In-situ observation of strain evolution in CP-Ti during uniaxial tensile loading

First results are presented for in-situ tensile loading experiments performed on the Powder Diffraction beamline at the Australian Synchrotron facility. For direct measurement of strain evolution, the beamline was fitted with a uniaxial tensile stage and a high-resolution CCD detector. Precise calibration of the experimental diffraction geometry, taking into account slight misalignment of the detector (pitch, roll, yaw), was achieved by simulation of the ring patterns recorded from the standard reference material LaB6 (660).
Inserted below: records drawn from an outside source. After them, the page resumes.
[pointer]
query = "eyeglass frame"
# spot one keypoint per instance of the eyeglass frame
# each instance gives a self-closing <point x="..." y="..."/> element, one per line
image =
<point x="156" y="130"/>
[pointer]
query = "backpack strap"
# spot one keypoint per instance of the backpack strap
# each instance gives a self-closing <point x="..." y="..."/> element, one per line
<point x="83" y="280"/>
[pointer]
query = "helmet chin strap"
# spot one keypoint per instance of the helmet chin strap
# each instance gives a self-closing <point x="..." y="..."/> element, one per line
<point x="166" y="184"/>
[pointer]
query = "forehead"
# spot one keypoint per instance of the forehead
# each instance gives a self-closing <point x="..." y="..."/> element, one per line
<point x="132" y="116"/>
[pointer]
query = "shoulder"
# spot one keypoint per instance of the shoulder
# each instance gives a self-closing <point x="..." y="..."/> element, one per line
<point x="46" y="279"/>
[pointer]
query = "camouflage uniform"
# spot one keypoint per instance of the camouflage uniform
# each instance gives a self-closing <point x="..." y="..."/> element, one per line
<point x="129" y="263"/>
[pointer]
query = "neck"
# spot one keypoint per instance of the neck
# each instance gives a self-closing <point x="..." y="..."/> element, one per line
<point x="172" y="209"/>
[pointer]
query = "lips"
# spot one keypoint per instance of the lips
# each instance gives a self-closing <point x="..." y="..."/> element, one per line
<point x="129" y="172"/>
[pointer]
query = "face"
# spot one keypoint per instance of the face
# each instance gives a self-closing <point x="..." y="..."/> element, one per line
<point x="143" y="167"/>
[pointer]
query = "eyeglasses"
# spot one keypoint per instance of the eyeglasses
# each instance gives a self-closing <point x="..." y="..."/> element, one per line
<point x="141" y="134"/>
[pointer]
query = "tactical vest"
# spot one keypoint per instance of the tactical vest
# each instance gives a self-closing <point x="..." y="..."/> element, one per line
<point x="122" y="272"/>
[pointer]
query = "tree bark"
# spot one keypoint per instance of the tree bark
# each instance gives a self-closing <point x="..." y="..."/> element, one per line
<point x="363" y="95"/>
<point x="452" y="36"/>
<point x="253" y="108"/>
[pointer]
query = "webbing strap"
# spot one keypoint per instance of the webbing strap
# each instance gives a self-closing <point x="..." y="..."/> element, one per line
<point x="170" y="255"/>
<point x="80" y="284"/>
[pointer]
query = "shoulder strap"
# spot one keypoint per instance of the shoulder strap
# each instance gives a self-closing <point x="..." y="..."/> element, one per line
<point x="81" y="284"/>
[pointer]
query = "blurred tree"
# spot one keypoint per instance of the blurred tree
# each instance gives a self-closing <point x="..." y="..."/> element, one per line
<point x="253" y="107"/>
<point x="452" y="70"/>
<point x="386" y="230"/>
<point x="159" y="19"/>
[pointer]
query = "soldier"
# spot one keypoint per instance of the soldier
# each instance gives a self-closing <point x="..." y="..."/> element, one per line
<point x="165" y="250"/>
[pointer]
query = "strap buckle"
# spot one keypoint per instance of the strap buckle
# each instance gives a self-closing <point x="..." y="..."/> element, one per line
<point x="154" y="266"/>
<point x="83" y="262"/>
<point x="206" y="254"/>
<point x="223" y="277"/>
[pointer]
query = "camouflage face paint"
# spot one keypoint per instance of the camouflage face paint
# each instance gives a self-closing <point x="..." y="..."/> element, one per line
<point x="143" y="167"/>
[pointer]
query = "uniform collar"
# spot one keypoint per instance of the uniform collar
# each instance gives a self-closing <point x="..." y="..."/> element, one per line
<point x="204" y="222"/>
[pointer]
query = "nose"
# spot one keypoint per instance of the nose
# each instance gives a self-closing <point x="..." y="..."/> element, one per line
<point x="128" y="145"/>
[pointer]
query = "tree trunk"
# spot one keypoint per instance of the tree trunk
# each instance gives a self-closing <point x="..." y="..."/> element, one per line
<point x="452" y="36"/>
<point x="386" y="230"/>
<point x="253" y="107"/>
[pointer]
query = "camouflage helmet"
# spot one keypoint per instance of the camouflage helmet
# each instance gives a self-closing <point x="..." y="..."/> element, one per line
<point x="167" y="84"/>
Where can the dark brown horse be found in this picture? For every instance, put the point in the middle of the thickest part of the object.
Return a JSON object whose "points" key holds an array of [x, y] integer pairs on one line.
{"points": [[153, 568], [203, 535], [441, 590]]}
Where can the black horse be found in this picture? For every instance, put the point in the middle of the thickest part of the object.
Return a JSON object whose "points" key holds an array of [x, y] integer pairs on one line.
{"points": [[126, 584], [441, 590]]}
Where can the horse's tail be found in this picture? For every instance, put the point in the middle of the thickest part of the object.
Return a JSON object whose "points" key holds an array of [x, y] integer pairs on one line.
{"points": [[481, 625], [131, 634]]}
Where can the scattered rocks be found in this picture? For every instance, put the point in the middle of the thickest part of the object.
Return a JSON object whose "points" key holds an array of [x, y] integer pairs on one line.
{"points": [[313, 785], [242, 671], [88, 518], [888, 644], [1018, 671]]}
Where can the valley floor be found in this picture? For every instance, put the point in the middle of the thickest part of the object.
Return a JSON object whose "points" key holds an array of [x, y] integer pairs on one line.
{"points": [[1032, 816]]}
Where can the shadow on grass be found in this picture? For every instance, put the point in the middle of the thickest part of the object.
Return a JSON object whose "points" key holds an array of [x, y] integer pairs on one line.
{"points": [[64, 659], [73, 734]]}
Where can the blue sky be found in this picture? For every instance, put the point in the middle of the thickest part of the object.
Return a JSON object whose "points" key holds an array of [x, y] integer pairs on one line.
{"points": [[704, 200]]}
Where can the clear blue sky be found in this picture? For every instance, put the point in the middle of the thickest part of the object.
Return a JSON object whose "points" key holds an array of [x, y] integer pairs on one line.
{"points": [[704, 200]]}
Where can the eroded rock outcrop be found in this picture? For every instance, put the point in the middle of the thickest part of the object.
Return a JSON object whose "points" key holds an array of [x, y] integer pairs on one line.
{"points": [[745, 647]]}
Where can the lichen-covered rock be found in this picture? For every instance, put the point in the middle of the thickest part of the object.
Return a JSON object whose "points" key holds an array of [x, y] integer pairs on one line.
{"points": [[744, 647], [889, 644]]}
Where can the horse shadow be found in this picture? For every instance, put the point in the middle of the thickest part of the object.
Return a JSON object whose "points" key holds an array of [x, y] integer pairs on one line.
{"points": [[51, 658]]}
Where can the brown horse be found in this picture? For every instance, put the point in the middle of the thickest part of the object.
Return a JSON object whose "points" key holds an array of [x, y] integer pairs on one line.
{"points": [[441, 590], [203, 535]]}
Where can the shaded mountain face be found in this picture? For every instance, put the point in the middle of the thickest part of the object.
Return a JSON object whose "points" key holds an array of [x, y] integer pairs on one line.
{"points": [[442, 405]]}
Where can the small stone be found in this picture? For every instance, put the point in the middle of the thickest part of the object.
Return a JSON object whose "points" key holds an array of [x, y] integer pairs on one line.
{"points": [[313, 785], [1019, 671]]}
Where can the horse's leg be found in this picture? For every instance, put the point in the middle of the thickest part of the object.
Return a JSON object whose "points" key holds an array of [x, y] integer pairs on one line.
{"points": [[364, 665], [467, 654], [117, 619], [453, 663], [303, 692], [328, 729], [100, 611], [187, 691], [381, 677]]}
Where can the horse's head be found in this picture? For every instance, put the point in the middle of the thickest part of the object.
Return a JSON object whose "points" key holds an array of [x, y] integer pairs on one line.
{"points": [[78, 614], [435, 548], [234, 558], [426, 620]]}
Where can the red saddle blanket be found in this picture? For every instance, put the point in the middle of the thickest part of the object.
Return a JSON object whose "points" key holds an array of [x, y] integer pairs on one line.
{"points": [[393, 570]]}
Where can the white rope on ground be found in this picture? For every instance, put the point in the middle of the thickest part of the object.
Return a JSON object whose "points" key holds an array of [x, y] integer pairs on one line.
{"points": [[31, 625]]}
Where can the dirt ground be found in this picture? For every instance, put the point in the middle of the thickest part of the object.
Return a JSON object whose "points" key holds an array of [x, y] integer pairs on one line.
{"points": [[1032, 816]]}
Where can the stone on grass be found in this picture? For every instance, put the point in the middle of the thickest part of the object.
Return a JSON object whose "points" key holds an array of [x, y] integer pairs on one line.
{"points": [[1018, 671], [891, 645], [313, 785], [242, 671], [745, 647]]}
The material examined was a commercially pure titanium strip, which from prior electron microscopy studies, was found to have an average grain size of ∼20–30 μm. Tensile specimens conformed to ASTM E8, with a gauge length of 25 mm. To probe the bulk material properties all experiments were performed at 20 keV. In these preliminary experiments, measurement of the relative change in the interplanar lattice spacing was used to monitor the elastic response in seven crystallographic orientations during the loading cycle. To overcome problems encountered with grain size and associated discontinuous Debye–Scherrer ring patterns, two strategies were implemented to measure the Bragg peak (2θB) positions. In cases where the radial integration routine provided inconsistent results for peak determination, a new approach based on determining the averaged sum of 2θB positions from individual spots making up the ring pattern was utilised. s obtained for the diffraction elastic modulus were found to be in agreement with predictions based on the single-crystal and Neerfield–Hill crystal coupling models.